Here’s what I’m thinking.

Imagine I am undertaking depth interviews, which I audio record for analysis purposes.  With the greatest respect to the respondents, their identity almost never matters to me beyond being able to call the right phone number and ask for the right person.  Although I have the names of my respondents in an Excel file for the purposes of making appointments, this is not linked to the audio files in any way.  I do not mention the respondent’s name at any point during the recording.  The audio files are saved as randomly assigned ‘Interview 1’, ‘Interview 2’, ‘Interview 3’ etc. rather than by name, as are any notes that I make or quotes that I use.  Verbatim quotes are reported thematically (out of order and mixed with others) and unattributed.  I keep the audio recording and notes and final report on file.  GDPR considers these files pseudonymised data.  It was always going to be pseudonymised, and I did so thoroughly and at the earliest point.

Great.  This is all good.  I did it this way anyway.  But, it appears that there are circumstances in which this can all be the case but the file is still considered ‘personal data’.

  • The files may be considered ‘personal data’ if I need to ask questions which constitute ‘sensitive personal data’ about the respondent’s racial or ethnic origin, political opinions, religious beliefs, trade union activities, physical or mental health, sexual life, or details of criminal offences.

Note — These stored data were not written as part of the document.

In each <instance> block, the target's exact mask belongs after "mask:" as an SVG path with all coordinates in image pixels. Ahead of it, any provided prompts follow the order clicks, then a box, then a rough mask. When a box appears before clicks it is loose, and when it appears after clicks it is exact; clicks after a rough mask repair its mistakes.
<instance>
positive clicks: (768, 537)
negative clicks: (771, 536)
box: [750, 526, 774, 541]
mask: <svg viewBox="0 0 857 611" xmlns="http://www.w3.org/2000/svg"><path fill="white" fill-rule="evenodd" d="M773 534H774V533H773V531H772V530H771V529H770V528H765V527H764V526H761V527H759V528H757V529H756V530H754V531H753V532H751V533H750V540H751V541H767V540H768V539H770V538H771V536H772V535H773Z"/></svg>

This is almost certain to happen during interviews about charity work.  Many charity projects focus on tackling one or more of these issues.  It would be an unusual interview about charity work that did not touch on wellbeing.
  • The files may be considered ‘personal data’ if the respondent randomly brings up something which constitutes ‘sensitive personal data’ relating to their racial or ethnic origin, political opinions, religious beliefs, trade union activities, physical or mental health, sexual life, or details of criminal offences. People go off on tangents, and especially in a one-to-one situation they tell you stuff about themselves.  You could be asking them about toothpaste and they’ll tell you they are Christian or they had been in prison or they suffered with fibromyalgia or they voted for Nigel Farage.  Ooops, suddenly it’s ‘sensitive’.

Similarly, imagine I am undertaking a web survey about taking part in a charity project, or handing out feedback forms after a session.  With the greatest respect to the respondents, their identity is not important to me so I do not ask them for their name or contact details at any point – in fact I have never known them.  I keep an excel file of responses on file and any paper copies in a secure archive box.  Reporting is conducted on aggregated data.  GDPR considers this anonymous data.

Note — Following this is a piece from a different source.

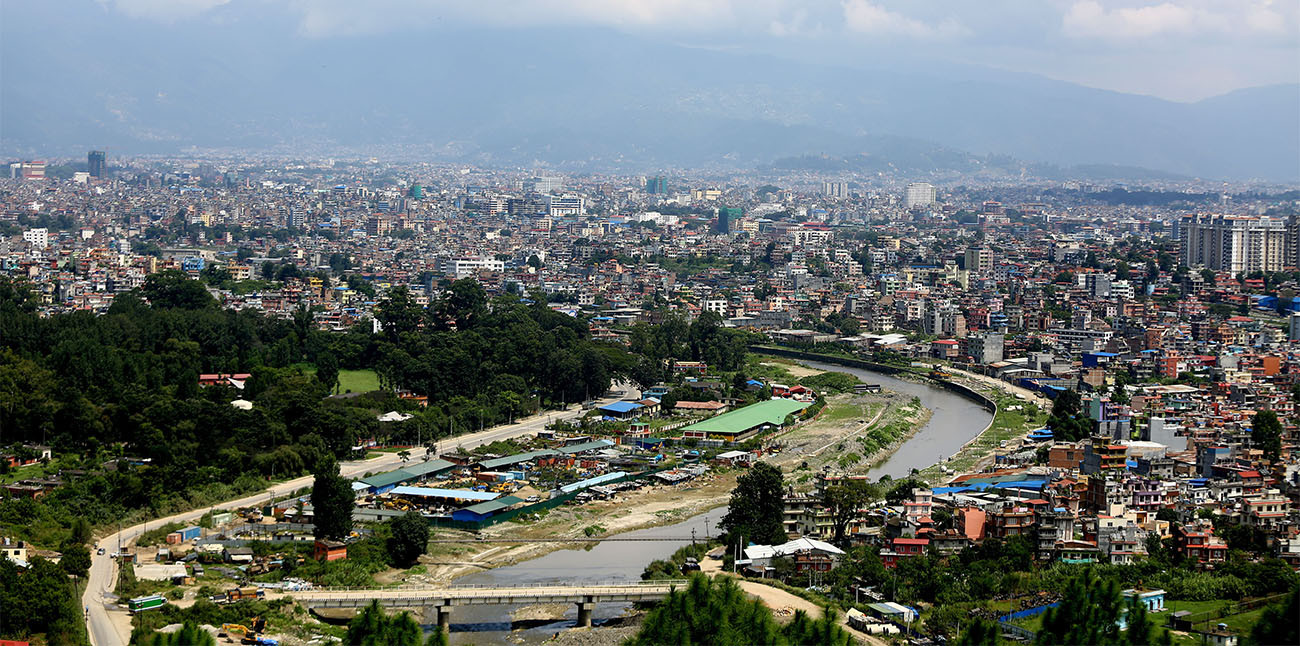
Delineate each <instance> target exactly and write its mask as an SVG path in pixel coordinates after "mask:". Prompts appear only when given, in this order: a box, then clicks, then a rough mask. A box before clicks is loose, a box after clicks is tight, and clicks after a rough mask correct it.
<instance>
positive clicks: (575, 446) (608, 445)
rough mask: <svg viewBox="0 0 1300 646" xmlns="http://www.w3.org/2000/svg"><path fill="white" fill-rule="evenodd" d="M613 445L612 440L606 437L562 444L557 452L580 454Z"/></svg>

Again this is all good.  I did it this way anyway.  But, again it appears that there are circumstances in which this can all be the case but the file is still considered ‘personal data’.

  • The filled-in questionnaires may be considered to contain ‘personal data’ if I need to ask questions which constitute ‘sensitive personal data’ about the respondent’s racial or ethnic origin, political opinions, religious beliefs, trade union activities, physical or mental health, sexual life, or details of criminal offences. Again, this is almost certain to happen during surveys about charity work.

So I guess what I’m saying is that on my first readings it looks like I routinely hold a bunch of anonymous and pseudonymised data which the GDPR considers sensitive and identifying, even though it cannot be linked to a named individual.  Which is weird.

If this is indeed the case I’m not quite sure how to treat that data, either at the point of collection, processing or storage.  Do I need to do nothing, because it is no longer (and was never going to be) ‘data’, or do I need to collect a bunch of extra permissions and take extra precautions because of the special categories?

I’m confused at this point… to be honest it all appears to be pretty ‘low risk’ from the perspective of the data subject so I’m not hugely worried… but I am confused.

I don’t think GDPR expects me to be routinely pseudonymising everything already so it doesn’t really account for this.

I have signed up for a GDPR Q&A webinar with my professional body.  Maybe they will be able to clear this one up.